McKenzie’s work will address the roots of this disparity through speech and physical performance. For the verbal aspect, he will read a short text that originates in “a summary of the court case which essentially stopped the more abusive form of stop-and-frisk or stop-question-and-frisk,” he says. The text mainly consists of “officers talking about what furtive movements are. And from that text it’s really clear that they’re basically nothing. Everything and nothing is a furtive movement.”

Actual examples include hanging out in front of a building, bending down and standing up too quickly, putting your hand in your pocket, and turning your body away from someone.

“All these things allegedly are, and in practice were, ways to stop and harass black and brown people, primarily,” McKenzie says. “So I started to think that, in some ways, black people in particular, we must be magic. Instead of saying ‘abracadabra’ to make something appear, we simply walk, or stick our hand in our pockets. And instead of summoning up a trick, we summoned up something else.”

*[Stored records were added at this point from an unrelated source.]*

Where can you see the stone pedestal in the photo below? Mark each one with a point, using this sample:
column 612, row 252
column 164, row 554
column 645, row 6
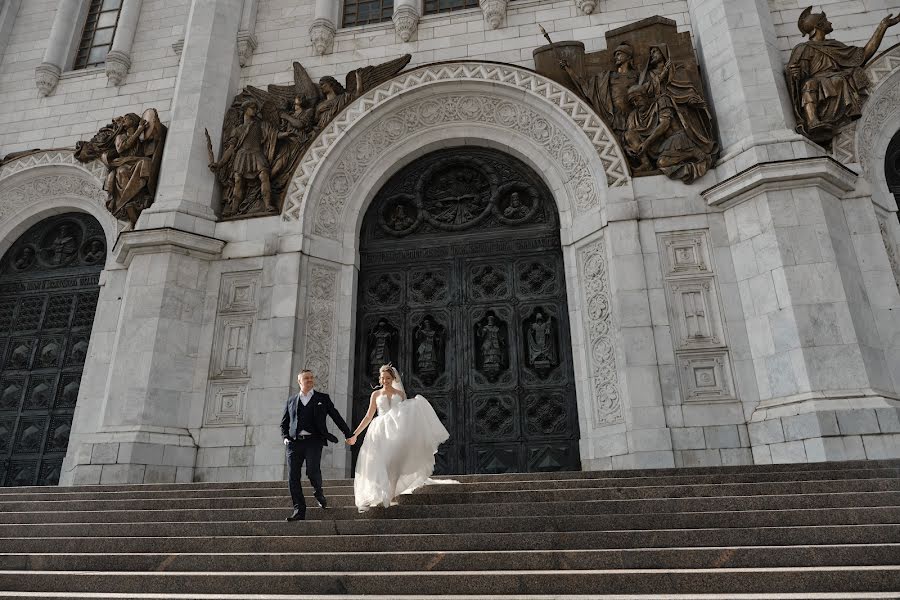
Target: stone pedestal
column 821, row 307
column 144, row 433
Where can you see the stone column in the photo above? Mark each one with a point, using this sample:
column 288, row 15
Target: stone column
column 247, row 32
column 8, row 13
column 744, row 77
column 406, row 18
column 118, row 59
column 207, row 81
column 46, row 74
column 321, row 32
column 821, row 308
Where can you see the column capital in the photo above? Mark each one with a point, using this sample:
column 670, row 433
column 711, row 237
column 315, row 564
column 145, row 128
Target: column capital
column 823, row 172
column 165, row 239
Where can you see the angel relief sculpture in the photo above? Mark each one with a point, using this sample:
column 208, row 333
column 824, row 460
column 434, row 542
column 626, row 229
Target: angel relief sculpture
column 131, row 149
column 267, row 132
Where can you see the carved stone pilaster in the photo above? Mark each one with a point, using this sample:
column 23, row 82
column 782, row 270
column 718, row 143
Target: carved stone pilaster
column 494, row 11
column 46, row 77
column 117, row 66
column 586, row 6
column 406, row 21
column 321, row 33
column 246, row 46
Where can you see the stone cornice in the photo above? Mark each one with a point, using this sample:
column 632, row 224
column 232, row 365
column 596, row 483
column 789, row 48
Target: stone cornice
column 165, row 239
column 823, row 172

Along with the reading, McKenzie will perform some of these furtive movements—a process he thinks of as “almost like drawing, but with my body.” True to their nature, however, these gestures may only be read as artwork by the fair-goers specifically seeking out McKenzie’s contribution. Grounded though it is in the ongoing scourge of racial profiling (which hardly ended with the reining-in of stop-and-frisk), the piece’s formal subtleties align it with earlier understated performance-based works, like Bruce Nauman’s Walking in an Exaggerated Manner Around the Perimeter of a Square (1968) or Yvonne Rainer’s Trio A (The Mind is a Muscle, Part I) (1966).

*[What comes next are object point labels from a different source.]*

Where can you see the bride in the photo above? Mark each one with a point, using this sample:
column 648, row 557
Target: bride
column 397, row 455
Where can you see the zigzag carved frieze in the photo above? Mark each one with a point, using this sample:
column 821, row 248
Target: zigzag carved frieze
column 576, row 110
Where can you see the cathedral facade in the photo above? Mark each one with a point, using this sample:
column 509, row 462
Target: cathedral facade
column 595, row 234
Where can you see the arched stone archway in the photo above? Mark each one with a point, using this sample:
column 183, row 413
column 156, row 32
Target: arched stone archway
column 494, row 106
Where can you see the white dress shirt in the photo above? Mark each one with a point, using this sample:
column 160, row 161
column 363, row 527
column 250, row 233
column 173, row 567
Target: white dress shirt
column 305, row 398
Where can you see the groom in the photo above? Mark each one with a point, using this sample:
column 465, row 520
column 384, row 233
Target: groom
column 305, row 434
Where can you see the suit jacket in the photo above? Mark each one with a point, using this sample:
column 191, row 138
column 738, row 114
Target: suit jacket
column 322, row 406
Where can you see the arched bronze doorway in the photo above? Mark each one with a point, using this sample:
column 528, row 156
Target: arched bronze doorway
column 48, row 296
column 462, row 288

Still from Dave McKenzie's <i>We Shall Overcome</i> (2004). Courtesy of the artist and Susanne Vielmetter Los Angeles Projects.

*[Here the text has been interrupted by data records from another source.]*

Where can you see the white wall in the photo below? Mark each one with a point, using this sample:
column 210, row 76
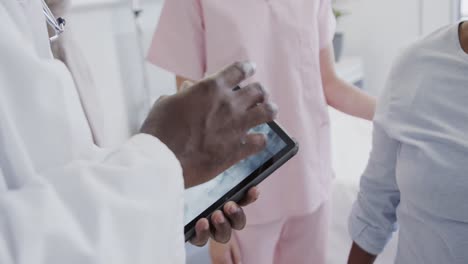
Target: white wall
column 378, row 30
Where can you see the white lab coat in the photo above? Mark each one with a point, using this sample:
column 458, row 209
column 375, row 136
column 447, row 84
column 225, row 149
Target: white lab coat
column 62, row 199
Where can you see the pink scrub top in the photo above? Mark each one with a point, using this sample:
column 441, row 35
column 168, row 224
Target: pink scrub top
column 284, row 38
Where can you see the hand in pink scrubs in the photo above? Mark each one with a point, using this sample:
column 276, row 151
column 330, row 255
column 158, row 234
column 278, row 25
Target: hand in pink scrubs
column 287, row 40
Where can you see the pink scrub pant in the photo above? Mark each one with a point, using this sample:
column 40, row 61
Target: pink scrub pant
column 293, row 240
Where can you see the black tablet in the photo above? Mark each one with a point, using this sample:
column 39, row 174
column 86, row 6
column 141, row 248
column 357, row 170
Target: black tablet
column 201, row 201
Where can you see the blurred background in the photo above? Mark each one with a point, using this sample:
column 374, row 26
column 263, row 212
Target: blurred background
column 114, row 36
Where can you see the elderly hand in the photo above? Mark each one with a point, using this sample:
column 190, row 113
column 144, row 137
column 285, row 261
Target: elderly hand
column 206, row 124
column 221, row 224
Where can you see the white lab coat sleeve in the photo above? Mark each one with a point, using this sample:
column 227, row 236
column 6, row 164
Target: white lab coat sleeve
column 110, row 206
column 124, row 208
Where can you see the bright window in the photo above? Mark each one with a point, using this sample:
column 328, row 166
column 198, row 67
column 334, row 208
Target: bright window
column 464, row 8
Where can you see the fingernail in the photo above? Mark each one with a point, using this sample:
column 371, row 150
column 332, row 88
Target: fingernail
column 249, row 68
column 220, row 220
column 233, row 209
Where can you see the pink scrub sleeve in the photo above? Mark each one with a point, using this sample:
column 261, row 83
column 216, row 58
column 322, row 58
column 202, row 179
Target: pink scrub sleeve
column 327, row 24
column 178, row 44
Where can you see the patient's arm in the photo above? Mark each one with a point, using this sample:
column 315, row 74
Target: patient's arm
column 341, row 95
column 360, row 256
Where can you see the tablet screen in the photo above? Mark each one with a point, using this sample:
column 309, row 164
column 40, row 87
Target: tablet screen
column 199, row 198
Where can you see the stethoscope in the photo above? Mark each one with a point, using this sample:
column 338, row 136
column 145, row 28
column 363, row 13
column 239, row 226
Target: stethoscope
column 57, row 24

Still from Dave McKenzie’s We Shall Overcome (2004). Courtesy of the artist and Susanne Vielmetter Los Angeles Projects.

Past Is (and Isn’t) Prologue

Furtive Movements both fits in with, and stands out from, McKenzie’s previous works. He describes some of his earlier pieces as being “very much up-front,” like the 2003 performance video in which he put on a suit and a Bill Clinton mask to walk 125th Street in Harlem, shaking hands.

But he has also made vastly quieter pieces, such as pledging to return to New Orleans once a year for a decade as part of Prospect 1. “That work was largely invisible,” McKenzie says. “It only exists in the way that I’m telling you about it now,” making the work’s execution and memory virtually indistinguishable to anyone but the artist.

All of which ties back to Furtive Movements. In McKenzie’s words, “I tend to like the confusion of something. Often with works, the thing is not only what you see. Its description and its actual importance and quality are sometimes slightly someplace else.” To him, this seems especially apt in the context of a major art fair—one flooded by people, activity, and certain expectations for what work and images will look like.

“I’m not trying to entertain,” McKenzie says. “I don’t think anyone will see anything they haven’t seen before. That, to me, is so much the point.”